1) Starting Account Size:
a. Cash equities/futures/option: $10million
b. Forex: $10million
2) For the cash account (non-forex), macro views will be reflected using listed equity indexed ETFs with deep liquidity/volume and net assets of
$1 billion or greater in order to best represent the odds of the strategy being scalable (single-stock, company specific stocks will not be
traded).
3) Most of the speculative positions can also be accurately expressed using futures, but because the volume is more constrained at different
times and because the platform fails to take volume into consideration (hence the trades' impact on the actual price), the use of futures will
be limited. Positions that I deem to be core/longer-term would be better expressed via equities.
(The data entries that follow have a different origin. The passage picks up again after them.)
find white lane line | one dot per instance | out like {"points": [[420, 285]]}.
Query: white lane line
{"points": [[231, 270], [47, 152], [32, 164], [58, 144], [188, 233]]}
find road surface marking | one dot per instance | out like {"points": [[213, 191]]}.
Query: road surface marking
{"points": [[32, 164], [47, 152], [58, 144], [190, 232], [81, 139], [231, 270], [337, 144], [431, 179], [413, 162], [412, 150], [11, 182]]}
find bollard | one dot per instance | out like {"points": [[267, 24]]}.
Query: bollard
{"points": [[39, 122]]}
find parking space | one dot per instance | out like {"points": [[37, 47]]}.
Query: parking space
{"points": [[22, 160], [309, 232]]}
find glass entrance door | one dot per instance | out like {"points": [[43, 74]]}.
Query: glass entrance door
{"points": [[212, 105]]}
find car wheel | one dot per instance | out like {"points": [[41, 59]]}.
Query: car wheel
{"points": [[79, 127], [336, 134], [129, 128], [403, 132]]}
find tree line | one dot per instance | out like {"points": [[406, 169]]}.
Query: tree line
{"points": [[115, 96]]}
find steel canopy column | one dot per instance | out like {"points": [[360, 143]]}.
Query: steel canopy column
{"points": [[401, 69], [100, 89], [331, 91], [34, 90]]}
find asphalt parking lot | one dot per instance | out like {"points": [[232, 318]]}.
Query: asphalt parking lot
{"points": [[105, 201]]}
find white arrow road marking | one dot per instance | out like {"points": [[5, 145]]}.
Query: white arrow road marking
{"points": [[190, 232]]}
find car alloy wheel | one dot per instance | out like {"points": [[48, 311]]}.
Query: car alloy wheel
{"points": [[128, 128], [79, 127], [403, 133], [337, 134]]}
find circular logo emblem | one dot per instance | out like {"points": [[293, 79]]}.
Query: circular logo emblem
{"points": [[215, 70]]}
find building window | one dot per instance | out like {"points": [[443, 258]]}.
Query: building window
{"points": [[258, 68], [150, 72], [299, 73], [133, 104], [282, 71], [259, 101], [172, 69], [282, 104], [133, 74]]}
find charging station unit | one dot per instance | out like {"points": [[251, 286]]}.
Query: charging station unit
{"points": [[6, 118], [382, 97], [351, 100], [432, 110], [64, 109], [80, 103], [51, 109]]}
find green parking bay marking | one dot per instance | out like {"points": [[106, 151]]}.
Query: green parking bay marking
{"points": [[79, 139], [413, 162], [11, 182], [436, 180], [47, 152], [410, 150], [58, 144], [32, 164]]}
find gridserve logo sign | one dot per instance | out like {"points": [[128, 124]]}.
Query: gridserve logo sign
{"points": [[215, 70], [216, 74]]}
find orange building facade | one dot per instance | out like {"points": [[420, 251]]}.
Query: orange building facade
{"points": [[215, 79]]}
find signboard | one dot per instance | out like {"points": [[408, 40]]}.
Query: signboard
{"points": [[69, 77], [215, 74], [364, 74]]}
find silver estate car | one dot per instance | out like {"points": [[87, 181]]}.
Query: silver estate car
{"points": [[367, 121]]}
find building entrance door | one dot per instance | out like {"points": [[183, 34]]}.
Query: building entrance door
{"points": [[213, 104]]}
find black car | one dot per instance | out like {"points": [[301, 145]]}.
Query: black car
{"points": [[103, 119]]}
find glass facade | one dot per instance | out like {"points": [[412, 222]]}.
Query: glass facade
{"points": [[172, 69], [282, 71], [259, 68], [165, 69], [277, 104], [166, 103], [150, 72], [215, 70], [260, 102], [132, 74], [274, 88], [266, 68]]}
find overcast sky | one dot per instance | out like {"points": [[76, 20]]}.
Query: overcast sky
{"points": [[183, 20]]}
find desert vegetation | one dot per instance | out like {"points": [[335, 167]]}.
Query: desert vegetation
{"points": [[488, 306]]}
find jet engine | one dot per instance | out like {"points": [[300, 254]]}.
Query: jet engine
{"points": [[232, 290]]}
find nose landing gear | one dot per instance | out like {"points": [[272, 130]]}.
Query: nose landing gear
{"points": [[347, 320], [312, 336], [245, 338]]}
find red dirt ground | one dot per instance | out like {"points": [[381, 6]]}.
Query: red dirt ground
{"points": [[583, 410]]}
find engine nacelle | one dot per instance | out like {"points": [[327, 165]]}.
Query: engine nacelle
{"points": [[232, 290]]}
But for commodities such as crude oil,
silver, copper, etc., they will solely be expressed through the futures contract market due to contango/decay issues that most commodities
ETFs suffer.
4) The overall goal is to identify attractive opportunities with goals of holding the positions for multi-week/month periods. Importance will
always be put on liquidity and risk exposure. Also, being able to realistically liquidate all positions by end of trading day or vice versa, scale
up risk, will be an advantage of the strategy.
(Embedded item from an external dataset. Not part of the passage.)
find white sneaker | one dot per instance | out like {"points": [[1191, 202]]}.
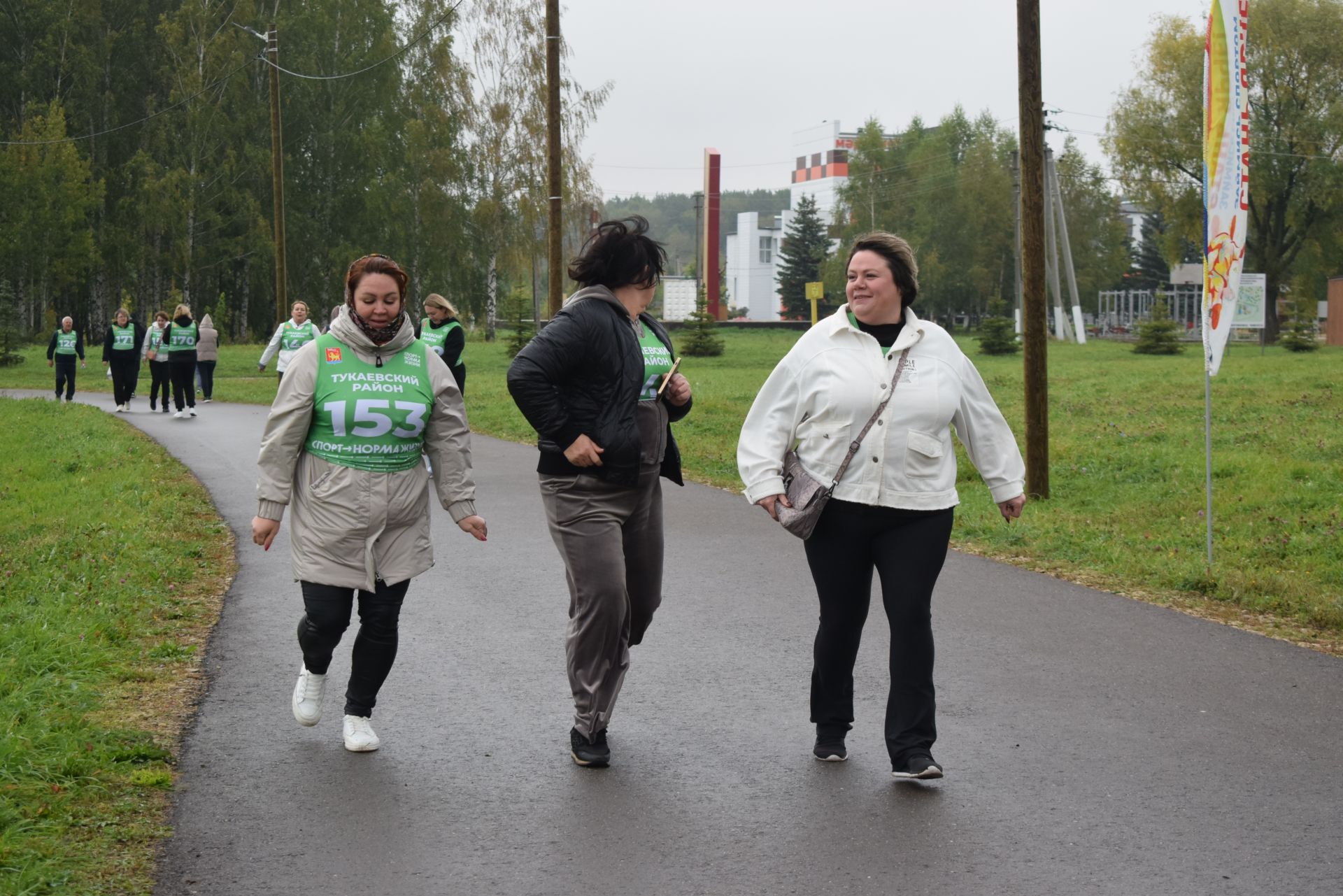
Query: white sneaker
{"points": [[359, 735], [308, 697]]}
5) Daily updates will be simple and short, as youll receive a time-stamped screenshot of the account summary where detailed positions and
P/L will be all within a single image.

6) Leverage for spot currency position will be limited to 2.5x the underlying cash

Leverage for equity/futures account will be limited to 1.3x the underlying cash with net aggregate overnight risk exposure (net liquid
value) often falling well below that limit.